# Case study: The ORCESTRA Campaign
"During our 2024 ORCESTRA campaign, the planned local data infrastructure was stuck in customs. We set up IPFS on our notebooks and a Raspberry Pi, and suddenly all scientists could sync, share data, and collaborate on a local network, with automatic uploads back to Hamburg during intermittent internet connectivity. Although addressing data with CIDs initially felt unfamiliar, it unlocked local collaboration through data sharing and later scaled to become the foundation of the ORCESTRA data browser—with little more than the initial adaptation."

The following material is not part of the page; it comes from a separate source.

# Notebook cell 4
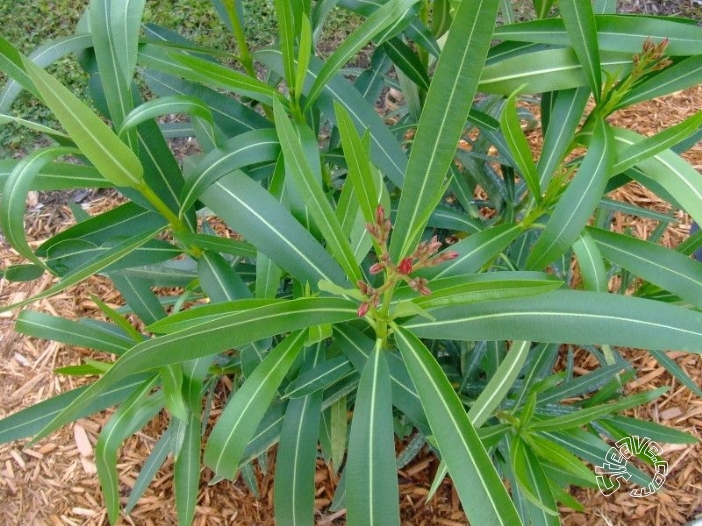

Tobias Kölling, Max Planck Institute for Meteorology
# Overview
In this case study, you'll learn how The ORCESTRA Campaign (opens new window), a coordinated international atmospheric science campaign, uses IPFS to ensure that scientific datasets are verifiable, openly accessible, and collaboratively distributed across institutions worldwide.
# What is ORCESTRA
ORCESTRA (opens new window) (Organized Convection and EarthCARE Studies over the Tropical Atlantic) is an international field campaign that launched in early 2024 to study tropical mesoscale convective systems: the storm systems that play a significant role in the Earth's weather and climate dynamics.
The campaign brings together over twenty scientific institutions spanning Europe, North America, and Africa. Eight sub-campaigns (three airborne, one land-based, and four at sea) coordinate aircraft, ships, and ground stations to collect atmospheric measurements across the tropical Atlantic and validate observations made by the EarthCARE (opens new window) satellite, which was launched shortly before the start of the campaign.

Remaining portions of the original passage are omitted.